Limitations & Future Work¶
- Experiments were conducted on a minimalist dataset (3 shapes \(\times\) 2 colors \(\times\) 8 relations); real-world complexity is much higher.
- Only spatial relations between two objects were studied; circuit mechanisms for 3+ object compositions remain unexplored.
- The comparison between RTE and T5 might be influenced by training data volume and convergence.
- Exploring how to use the discovered circuit mechanisms to improve generation (e.g., via attention intervention) was not performed.

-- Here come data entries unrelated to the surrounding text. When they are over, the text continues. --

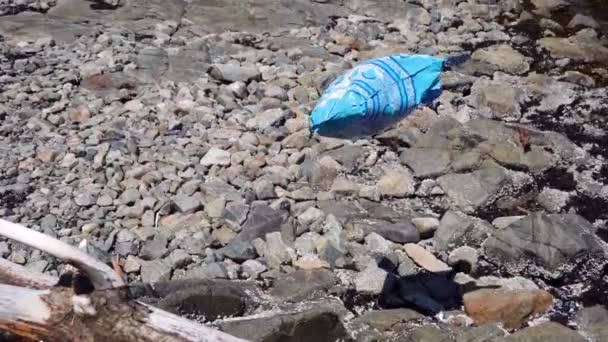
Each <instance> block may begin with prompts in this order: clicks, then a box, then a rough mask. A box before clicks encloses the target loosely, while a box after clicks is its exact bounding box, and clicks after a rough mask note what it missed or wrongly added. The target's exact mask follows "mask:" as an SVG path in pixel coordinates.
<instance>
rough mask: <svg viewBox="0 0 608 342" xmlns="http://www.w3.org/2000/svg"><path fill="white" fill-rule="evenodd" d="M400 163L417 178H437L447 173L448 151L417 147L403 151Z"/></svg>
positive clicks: (410, 148)
mask: <svg viewBox="0 0 608 342" xmlns="http://www.w3.org/2000/svg"><path fill="white" fill-rule="evenodd" d="M401 162H402V163H404V164H405V165H407V166H409V167H410V168H411V169H412V170H414V175H415V176H416V177H419V178H428V177H437V176H441V175H443V174H444V173H446V172H447V171H448V167H449V165H450V151H449V150H446V149H443V148H434V147H418V148H410V149H407V150H404V151H403V152H402V153H401Z"/></svg>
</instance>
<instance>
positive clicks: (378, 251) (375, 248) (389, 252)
mask: <svg viewBox="0 0 608 342" xmlns="http://www.w3.org/2000/svg"><path fill="white" fill-rule="evenodd" d="M365 247H367V249H368V250H369V251H370V252H372V253H375V254H379V255H387V254H389V253H390V252H391V250H392V248H393V244H392V243H391V242H390V241H388V240H387V239H385V238H383V237H382V236H381V235H380V234H377V233H370V234H368V235H367V236H366V237H365Z"/></svg>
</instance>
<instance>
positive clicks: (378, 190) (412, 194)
mask: <svg viewBox="0 0 608 342" xmlns="http://www.w3.org/2000/svg"><path fill="white" fill-rule="evenodd" d="M376 186H377V187H378V191H379V192H380V194H381V195H382V196H385V197H397V198H400V197H405V196H409V195H413V194H414V191H415V188H414V178H413V177H412V176H411V175H410V174H409V172H408V171H407V170H405V169H399V170H388V171H386V173H385V174H384V176H382V178H380V180H378V183H377V184H376Z"/></svg>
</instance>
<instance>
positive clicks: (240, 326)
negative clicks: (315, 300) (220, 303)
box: [219, 299, 346, 342]
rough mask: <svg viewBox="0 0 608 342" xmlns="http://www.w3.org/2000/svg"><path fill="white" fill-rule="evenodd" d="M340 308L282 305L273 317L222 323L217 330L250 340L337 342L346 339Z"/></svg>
mask: <svg viewBox="0 0 608 342" xmlns="http://www.w3.org/2000/svg"><path fill="white" fill-rule="evenodd" d="M343 315H344V306H343V305H342V304H341V303H338V301H337V300H332V299H326V300H322V301H310V302H305V303H298V304H295V305H290V306H282V307H280V308H279V312H278V313H277V314H273V315H271V316H266V315H264V316H263V317H259V316H258V317H256V316H253V317H245V318H239V319H233V320H226V321H223V322H221V323H220V324H219V326H220V329H221V330H222V331H224V332H226V333H228V334H230V335H233V336H236V337H240V338H244V339H247V340H251V341H279V340H283V339H285V340H287V341H306V340H311V341H319V342H331V341H339V340H340V339H342V338H344V337H345V336H346V331H345V329H344V326H343V325H342V323H341V322H342V321H341V318H342V316H343Z"/></svg>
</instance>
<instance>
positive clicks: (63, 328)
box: [0, 220, 245, 342]
mask: <svg viewBox="0 0 608 342" xmlns="http://www.w3.org/2000/svg"><path fill="white" fill-rule="evenodd" d="M0 235H2V236H5V237H7V238H10V239H13V240H15V241H18V242H20V243H23V244H25V245H28V246H30V247H33V248H36V249H39V250H41V251H43V252H46V253H48V254H50V255H52V256H54V257H57V258H59V259H61V260H62V261H64V262H66V263H67V264H69V265H71V266H73V269H74V272H72V273H65V274H63V275H62V276H61V277H60V278H59V279H56V278H54V277H50V276H47V275H42V274H38V273H34V272H32V271H29V270H27V269H26V268H25V267H22V266H19V265H16V264H13V263H11V262H9V261H7V260H5V259H1V258H0V331H2V332H4V333H8V334H10V335H11V336H15V337H18V338H21V339H22V340H25V341H48V342H54V341H78V342H80V341H82V342H88V341H96V342H97V341H113V342H123V341H124V342H127V341H129V342H131V341H133V342H140V341H142V342H143V341H146V342H147V341H150V342H165V341H167V342H169V341H171V342H173V341H180V342H185V341H205V342H245V340H242V339H240V338H236V337H234V336H230V335H228V334H225V333H223V332H220V331H218V330H215V329H212V328H209V327H205V326H203V325H200V324H198V323H196V322H193V321H190V320H187V319H185V318H182V317H180V316H177V315H174V314H172V313H169V312H166V311H163V310H160V309H158V308H155V307H152V306H150V305H147V304H144V303H141V302H139V301H136V300H132V299H130V298H129V291H128V287H127V285H126V284H125V282H124V280H123V279H122V277H121V276H120V274H119V273H117V272H116V271H115V270H114V269H112V268H111V267H110V266H108V265H106V264H104V263H102V262H100V261H98V260H96V259H94V258H92V257H91V256H90V255H88V254H86V253H84V252H82V251H81V250H79V249H77V248H75V247H73V246H70V245H68V244H66V243H63V242H61V241H59V240H56V239H53V238H51V237H50V236H48V235H44V234H42V233H39V232H36V231H34V230H31V229H28V228H25V227H23V226H21V225H18V224H14V223H11V222H8V221H5V220H0Z"/></svg>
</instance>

- Analysis of pre-trained models (PixArt-Sigma) is relatively shallow, as their baseline spatial relation performance is weak.
Related Work & Insights¶
- Consistent with Transformer circuit analysis (Elhage et al., 2021) but applied to diffusion models for the first time.
- Methods like Attend-and-Excite improve compositionality by manipulating cross-attention; this work provides a mechanistic explanation for such approaches.
- The impact of text encoder choice on model behavior is underestimated—CLIP, T5, and RTE lead to fundamentally different internal computations.
- Provides guidance for designing more robust T2I architectures: modular circuits may be superior to fused circuits.
Rating¶
- Novelty: ⭐⭐⭐⭐⭐ — First to reveal specific circuit mechanisms for spatial relations in DiT.
- Experimental Thoroughness: ⭐⭐⭐⭐ — Rigorous causal manipulation and ablation, though limited by simplified setup.
- Writing Quality: ⭐⭐⭐⭐⭐ — Clear narrative, excellent visualizations, and tight logic.
- Value: ⭐⭐⭐⭐ — Provides a solid foundation for understanding and improving compositional generation in T2I.